GCC 4.9 unterstützt Version 4.0 der OpenMP-Spezifikation für C und C++. Der Ada-Compiler verwendet jetzt standardmäßig den Sprachstandard 2012 statt 2005. Warnungen und Fehler können jetzt farbig ausgegeben werden. Außerdem wird Cilk Plus unterstützt, eine C- und C++-Erweiterung für parallele Verarbeitung.

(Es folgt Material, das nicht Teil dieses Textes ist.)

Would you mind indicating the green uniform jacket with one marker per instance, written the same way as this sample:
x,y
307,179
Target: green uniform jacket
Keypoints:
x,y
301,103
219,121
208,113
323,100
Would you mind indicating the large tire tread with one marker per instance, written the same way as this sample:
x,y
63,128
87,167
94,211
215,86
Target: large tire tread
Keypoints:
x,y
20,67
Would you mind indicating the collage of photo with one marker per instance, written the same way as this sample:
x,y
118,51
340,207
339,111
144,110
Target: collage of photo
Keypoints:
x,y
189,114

Der C-Compiler wurde um Konstrukte von ISO C11 erweitert: atomare Typen, generische Auswahlen und Thread-lokaler Speicher. Damit ist die Unterstützung von C11 wie die von C99 bis auf optionale oder unklare Punkte komplett. Der C++-Compiler wurde um einige im Standard C++1y neu hinzugekommene Details erweitert, darunter Arrays variabler Länge, Ziffern-Trennzeichen und polymorphe Lambda-Ausdrücke. In der Standardbibliothek wurde die Unterstützung für C++11 verbessert, so fehlte bisher offenbar der <regex>-Header. Weitere Elemente des kommenden C++1y-Standards wurden hinzugefügt.

Außerdem bringt GCC 4.9.0 eine vollständige Implementation von Go 1.2.1 und verbessert die Unterstützung von Fortran weiter. Ferner werden zahlreiche neue CPU-Varianten unterstützt, für die man spezifisch optimierten Code erzeugen kann. Eine Liste aller Änderungen kann man im Änderungslog des Compilers finden. Der Quellcode von GCC 4.9.0 kann von zahlreichen Spiegel-Servern des GNU-Projektes heruntergeladen werden.